The study suggests that about 30 per cent of respondents work for ‘Supply’ (i.e. professional services, hardware providers, software or other supply-side organisations) with the remainder working in ‘Industry’ (i.e. banks, telecommunications or government etc.). These proportions are consistent with results from both 2013 and 2014.
“The median salary for analytics professionals continued an upward trajectory since 2013, rising 4 per cent year-on-year from $125K in 2014 to $130K in 2015 despite ongoing entry of low-experience and junior employees to the industry. This entry-level cohort, with less than two years analytics experience, accounts for almost 60 per cent of all respondents.”
“Over a three-year horizon, this represents an 18 per cent increase in the survey’s median salary despite the proportion of less-senior respondents (analyst, senior analyst, or team lead) having increased by 14 per cent. Overall, this strongly points to ongoing labour market pressure with the Australian Bureau of Statistics reporting an average industry wage growth rate of 2.3 per cent.”
According to the authors, “Big Data Analytics (55 per cent), closely followed by Business Leadership and Management skills (48 percent) are the skills cited by analytics professionals required to be successful in the next 12 months.”

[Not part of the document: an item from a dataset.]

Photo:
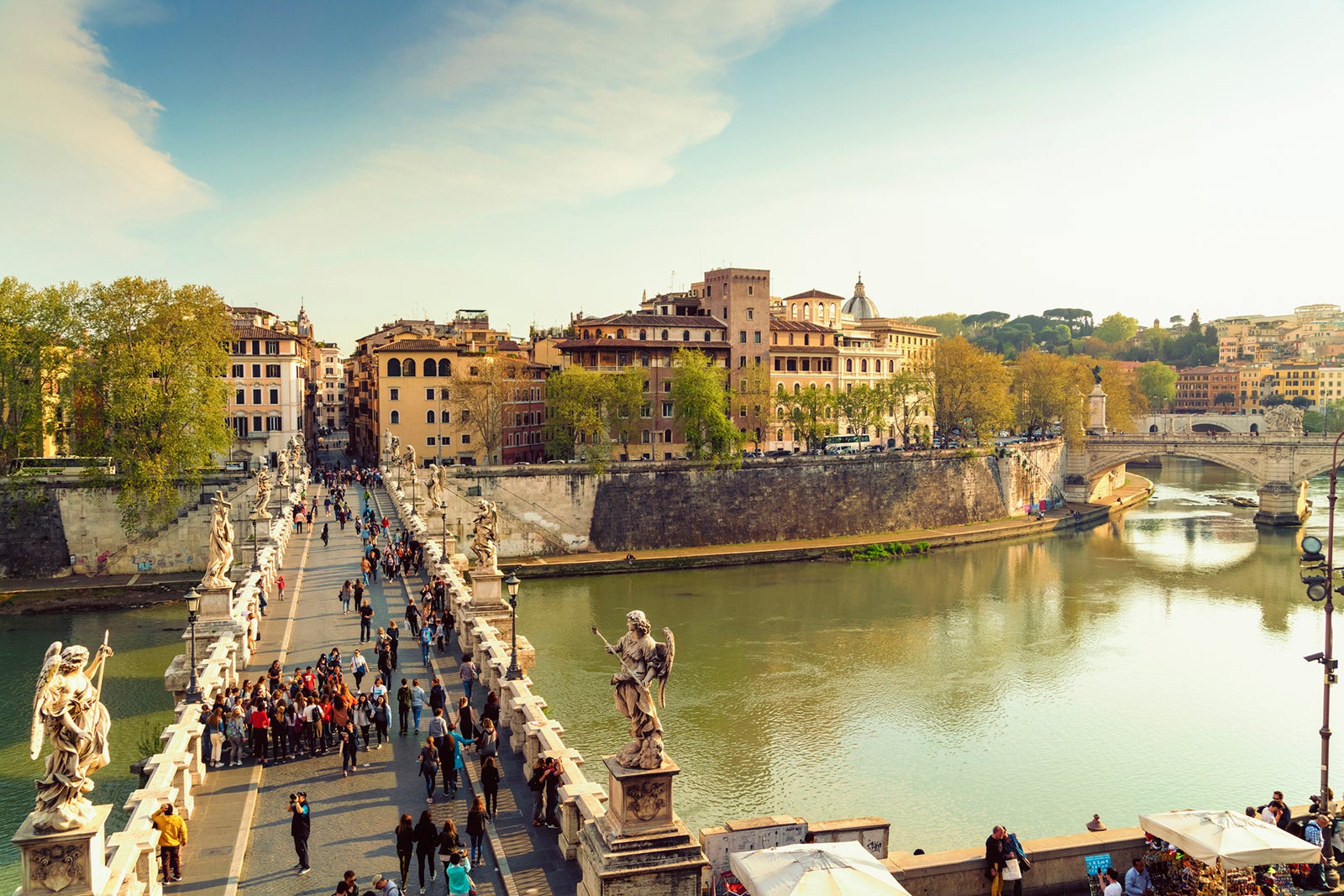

They say this aligns to two of the key findings of the survey.
“Firstly, Australian businesses are finally adopting cloud and big data and are paying handsomely for those with skills and secondly, despite 40 per cent of respondents believing analytics either enables or is a critical part of their business’s differentiation, 37 per cent felt their company was either ‘not really’ or ‘not at all’ getting the benefit from their full range of skills. “
Among the key findings of the study;
- 40 percent of respondents believe analytics either enables or is a critical part of their businesses differentiation but a significant 37 percent felt their company was either not really’ or ‘not at all’ getting the benefit from their full range of skills.
- “Executive level understanding of data and analytics’ was cited as analytic professionals’ biggest challenge in converting insight into action (47 per cent).
- Median salary for all respondents is $130K, up 4 per cent year on year (from $125K in 2014).
- Median salary of respondents is 175 per cent of the median full time Australian salary ($70,720 May 2014 ABS stats), with 90 per cent of respondents earning more than the median Australian salary.
- Median salary for respondents with big data and cloud analytics skills is $200K, 50 per cent more than the median respondent’s salary.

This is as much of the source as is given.